This is the peace I’ve made: this is what I have to say. These are my own words.
Let’s call this an open letter to—well—anyone who’s gay and has to deal with family during the holidays.
I sent it to my family, and you can send it to yours. I call it
My Own Happiness.
Let’s just go right into it so there’s no misunderstandings anymore.
What you said was shortly after I had come out. We were in Grandma’s driveway and you said you disagreed with my “lifestyle” but you still loved me, because I’m your nephew.
That conversation has predicated any sort relationship that we’ve ever attempted to have.
For a time I was satisfied to give you the benefit of the doubt, but I can longer give you the benefit of the doubt.
For people to be in my life there can be no doubt.
This has only anything to do with the fact that I have wrestled with this solitary issue not only over the past month or so in deciding “what to do for Thanksgiving” but on and off for the majority of my adult life since that conversation in the driveway. You are now being called to task for something that deeply offends the character of my being.
I can’t really think of any other way to fully express my outrage and offence other than to just say that you need to change, because it’s impossible for me to.
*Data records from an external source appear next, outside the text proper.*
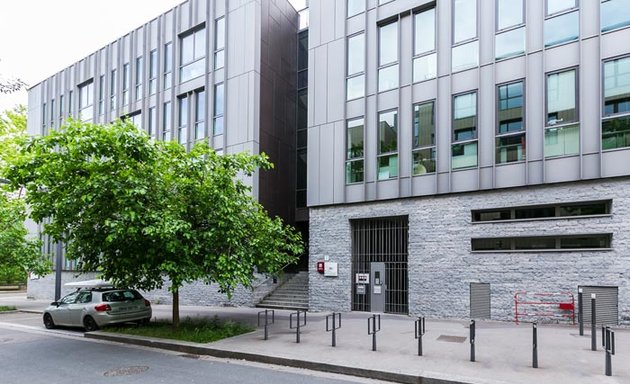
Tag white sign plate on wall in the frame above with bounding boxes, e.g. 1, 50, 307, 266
324, 261, 337, 277
354, 273, 370, 284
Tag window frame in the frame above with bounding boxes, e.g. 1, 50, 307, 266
380, 20, 400, 93
494, 78, 527, 165
344, 116, 367, 185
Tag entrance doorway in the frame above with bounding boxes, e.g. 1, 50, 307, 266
351, 216, 409, 314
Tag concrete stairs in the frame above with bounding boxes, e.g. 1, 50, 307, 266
256, 272, 308, 311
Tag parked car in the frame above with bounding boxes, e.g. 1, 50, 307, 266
43, 280, 152, 332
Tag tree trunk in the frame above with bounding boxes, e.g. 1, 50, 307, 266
173, 290, 179, 328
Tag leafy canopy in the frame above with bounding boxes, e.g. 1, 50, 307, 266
0, 106, 49, 282
9, 121, 302, 295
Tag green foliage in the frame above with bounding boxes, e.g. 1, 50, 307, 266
0, 106, 50, 282
9, 121, 302, 308
108, 316, 254, 343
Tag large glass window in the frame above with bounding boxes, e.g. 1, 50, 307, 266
412, 101, 435, 175
162, 101, 173, 141
495, 27, 525, 60
123, 63, 131, 105
136, 56, 144, 100
451, 92, 477, 169
377, 110, 398, 180
545, 11, 580, 47
600, 0, 630, 32
378, 22, 398, 92
495, 81, 525, 164
177, 96, 188, 145
214, 17, 225, 69
149, 49, 157, 95
346, 33, 365, 100
195, 90, 206, 140
346, 118, 364, 184
348, 0, 365, 17
213, 83, 225, 135
451, 40, 479, 72
78, 80, 94, 121
545, 69, 580, 157
546, 0, 576, 15
497, 0, 525, 31
164, 43, 173, 89
413, 8, 437, 82
602, 57, 630, 149
453, 0, 477, 44
179, 28, 206, 83
147, 107, 157, 139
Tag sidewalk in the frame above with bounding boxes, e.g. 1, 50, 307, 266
0, 295, 630, 384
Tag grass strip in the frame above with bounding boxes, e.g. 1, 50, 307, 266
106, 316, 254, 343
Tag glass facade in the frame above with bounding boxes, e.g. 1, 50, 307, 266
495, 81, 525, 164
412, 101, 435, 175
451, 92, 477, 169
377, 110, 398, 180
600, 0, 630, 32
179, 28, 206, 83
346, 118, 365, 184
378, 22, 398, 92
602, 57, 630, 150
545, 69, 580, 158
346, 33, 365, 100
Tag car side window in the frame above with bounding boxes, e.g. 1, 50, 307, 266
77, 292, 92, 303
60, 292, 79, 304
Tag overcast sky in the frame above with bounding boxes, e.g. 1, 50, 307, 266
0, 0, 304, 112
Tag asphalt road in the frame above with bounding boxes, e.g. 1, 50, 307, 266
0, 313, 390, 384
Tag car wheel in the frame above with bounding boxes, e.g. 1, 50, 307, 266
83, 316, 98, 332
44, 313, 55, 329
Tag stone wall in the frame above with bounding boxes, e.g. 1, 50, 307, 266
309, 178, 630, 323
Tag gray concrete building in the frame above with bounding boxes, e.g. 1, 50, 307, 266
28, 0, 306, 304
307, 0, 630, 324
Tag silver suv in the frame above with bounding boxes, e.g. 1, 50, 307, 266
43, 288, 151, 332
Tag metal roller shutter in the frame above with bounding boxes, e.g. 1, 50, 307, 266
470, 283, 490, 319
578, 285, 619, 325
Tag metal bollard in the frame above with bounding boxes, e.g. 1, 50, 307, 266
532, 321, 538, 368
470, 320, 475, 361
368, 315, 381, 351
591, 293, 597, 351
289, 311, 306, 344
258, 309, 276, 340
602, 326, 615, 376
326, 312, 341, 347
578, 288, 584, 336
415, 317, 426, 356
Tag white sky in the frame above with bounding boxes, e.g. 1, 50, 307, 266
0, 0, 304, 112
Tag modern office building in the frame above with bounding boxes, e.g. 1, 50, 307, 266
307, 0, 630, 324
28, 0, 306, 304
29, 0, 630, 324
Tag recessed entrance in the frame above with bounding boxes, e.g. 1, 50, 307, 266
351, 216, 409, 314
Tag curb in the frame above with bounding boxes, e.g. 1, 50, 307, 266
84, 331, 469, 384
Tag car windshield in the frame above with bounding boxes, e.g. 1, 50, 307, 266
103, 289, 142, 302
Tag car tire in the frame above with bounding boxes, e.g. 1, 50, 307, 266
44, 313, 55, 329
83, 316, 98, 332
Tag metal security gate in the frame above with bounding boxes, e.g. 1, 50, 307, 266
351, 216, 409, 314
578, 285, 619, 325
470, 283, 490, 319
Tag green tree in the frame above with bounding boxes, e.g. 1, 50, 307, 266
9, 121, 302, 326
0, 106, 50, 282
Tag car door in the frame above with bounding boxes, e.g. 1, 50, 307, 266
67, 291, 92, 327
50, 291, 79, 325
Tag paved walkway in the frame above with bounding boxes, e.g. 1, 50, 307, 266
0, 293, 630, 384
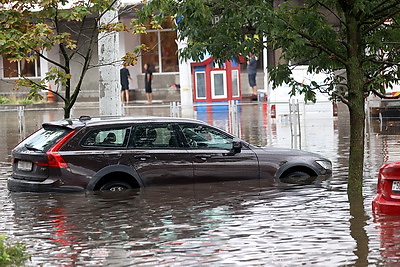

It’s as impossible for me to change who I am as it is for you to change who you are. I’m only asking you to reconcile your beliefs with that which is entirely factual.
Don’t tell me that you love me but you don’t agree with my lifestyle. Don’t ever say that to me again. You said it once and you were wrong. You said it once and you’ve colored the form of our relationship with that phrase ever since.
Even tough you may have only said it once you have articulated it again and again when you can admit that it doesn’t go against your conscience or your convictions or your higher sensibilities to elect or agree with people who are personally responsible for and deeply against my own happiness.
My own happiness hinges upon things that are against what you might call “conservative.” My own happiness hinges on the fact that you can have a husband who you can be concerned about his taxes being higher. My own happiness hinges upon the fact that your personal politics affords me no such luxury.
I live in a state and a country that is complicit in the perpetuation of my own misery. I don’t have a government that condones the very foundations of who I am as a person. I don’t have a government that believes in my own validity as a human being. It’s bigger than the both of us to hold you personally responsible for this situation, but it is neither selfish of me nor small of me to hold you personally responsible for being complacent about my own misery. It simply is not beyond me to call upon my loved ones to cease to not be outraged that the majority of the people who bother to vote have decided to vote against my own happiness.
Love to me calls upon us to fight for everyone’s own happiness.
I thought I gave up this fight long ago.
I thought I could be quiet about this.
I thought I could to bring people into my family who meant the most to me.
I thought this could be politics separate from personals. But I’ve realized that what is at stake is politics made personal.
If you vote for someone who opposes gay marriage you’re voting against me.
If the person you allow to be the President can stand up and say that one of the most important things of his administration is perpetuating my misery, then I cannot allow you to be my family.
If it’s true that you love me, then you can no longer condone a government or condone ideas which are in opposition to my own happiness.
I really don’t know any clearer way to say that. This wasn’t supposed to be this political of an issue, but the conservatives have made it an issue.
Myself and the “gay community” (to use the term that conservatives use to stereotype me and my friends and the people whom I love and care about), we all thought that this would be as in and out as the Civil Rights Movement was for African Americans–that this an open and shut case. That it’s as simple a thing to love another human being and to ask other human beings to recognize that, but what you’re saying is that it’s not so simple; what you’re saying is that you don’t agree with it.
For you to say that you don’t agree with the essential parts of my character is to say that you don’t love me.
For you not to be outraged that there are factions of our society who think that my love should be invalidated demonstrates not only a contempt for my relationships but a contempt for my character that I cannot forgive.
What I’m saying you need to do—for the sake of yourself and myself and for the sake of your conscience—is to reconcile what you heretofore believe to be true and ask yourself if the love you have for your husband and the children you have, etc. is any less than the family I might some day wish to have, and why that family somehow is less valid because it’s established on different terms than you might be used to.
I know in my heart that the love I feel for my significant others is the same love that you felt for your boyfriends and husbands and I don’t doubt your permanent love for my uncle or furthermore your daughter’s love for her husband, or anyone in my family’s desire to love—I’m saying that you have no right to invalidate my love for another human being.
If after consulting your conscience and your convictions you can endure your further complicity in my misery then I—frankly—have no more space for you in my life.